MR PRATT (continuing):

This motion is fundamentally flawed. The proposal is fundamentally flawed. The fundamental call here is for all ACT workers to be given some sort of portability from day one of their first job. Fundamentally, all employers would be obliged to pay a levy into a government long service leave fund for each employee brought on.

I fail to see how the definition of long service leave applies here. Indeed, if Ms MacDonald were to have her way, the term would be an oxymoron. How do we have long service leave if employees do not give long service? Is this yet another example of the brave new socialist world where all is illogical and unfair? Why is it necessary to disadvantage long-serving, loyal workers who remain with an employer for many years? Why have long service leave as an incentive to encourage loyalty and consistency in business if everybody is entitled to be paid long service leave?

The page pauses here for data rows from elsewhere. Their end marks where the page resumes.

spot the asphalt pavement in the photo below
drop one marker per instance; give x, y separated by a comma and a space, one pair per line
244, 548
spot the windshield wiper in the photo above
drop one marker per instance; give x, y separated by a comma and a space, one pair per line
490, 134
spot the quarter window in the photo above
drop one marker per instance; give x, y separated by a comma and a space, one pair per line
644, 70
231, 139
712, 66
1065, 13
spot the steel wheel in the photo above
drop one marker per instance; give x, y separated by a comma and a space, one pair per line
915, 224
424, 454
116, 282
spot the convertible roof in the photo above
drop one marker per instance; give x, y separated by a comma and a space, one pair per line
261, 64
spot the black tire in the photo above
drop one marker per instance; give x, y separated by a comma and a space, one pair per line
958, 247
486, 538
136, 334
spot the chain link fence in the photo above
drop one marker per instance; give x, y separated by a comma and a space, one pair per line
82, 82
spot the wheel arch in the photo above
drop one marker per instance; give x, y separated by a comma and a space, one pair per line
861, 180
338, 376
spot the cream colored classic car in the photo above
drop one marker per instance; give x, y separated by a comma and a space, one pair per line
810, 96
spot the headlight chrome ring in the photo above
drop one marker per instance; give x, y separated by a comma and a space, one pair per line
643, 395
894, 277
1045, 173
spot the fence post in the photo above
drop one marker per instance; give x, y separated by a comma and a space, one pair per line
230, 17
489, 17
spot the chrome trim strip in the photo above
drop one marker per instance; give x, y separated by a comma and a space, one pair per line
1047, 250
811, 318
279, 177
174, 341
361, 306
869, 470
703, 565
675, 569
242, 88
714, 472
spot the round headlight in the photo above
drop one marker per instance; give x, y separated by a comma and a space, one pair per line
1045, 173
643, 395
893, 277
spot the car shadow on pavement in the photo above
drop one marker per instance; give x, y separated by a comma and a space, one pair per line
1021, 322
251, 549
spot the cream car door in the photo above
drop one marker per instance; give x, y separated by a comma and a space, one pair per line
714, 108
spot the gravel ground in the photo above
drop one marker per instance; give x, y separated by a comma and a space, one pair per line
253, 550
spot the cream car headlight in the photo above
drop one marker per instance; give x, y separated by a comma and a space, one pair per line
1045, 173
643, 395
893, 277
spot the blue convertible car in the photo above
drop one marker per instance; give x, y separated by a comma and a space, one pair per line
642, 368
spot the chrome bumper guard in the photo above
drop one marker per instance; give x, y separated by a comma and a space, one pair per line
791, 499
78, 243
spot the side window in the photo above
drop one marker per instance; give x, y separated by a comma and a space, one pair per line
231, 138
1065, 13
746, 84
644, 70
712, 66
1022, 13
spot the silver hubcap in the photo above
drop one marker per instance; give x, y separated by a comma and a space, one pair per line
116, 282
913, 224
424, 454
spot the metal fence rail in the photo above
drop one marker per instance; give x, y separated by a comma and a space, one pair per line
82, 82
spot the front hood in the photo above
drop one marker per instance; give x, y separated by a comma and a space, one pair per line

If we are no longer going to have long service leave because everybody is allowed portability for every five minutes of the working day, why are we going to impose this tax on business? In effect, this proposal means that government will be collecting yet another tax from business for what essentially is going to turn out to be a non-event.

Ms MacDonald talks about disparities between different industries. It is not clear exactly what she means there, but if this is supposed to draw a line of demarcation between the construction and cleaning industries and the rest, if that is what Ms MacDonald means, then surely the so-called disparity does not exist. I stress my earlier comment about the special conditions applying to those two industries which cannot apply to others. If it is claimed, however, that there is an inconsistency in the entitlements between industries with like working conditions, then that may justify examination. I look forward to further clarification on this issue.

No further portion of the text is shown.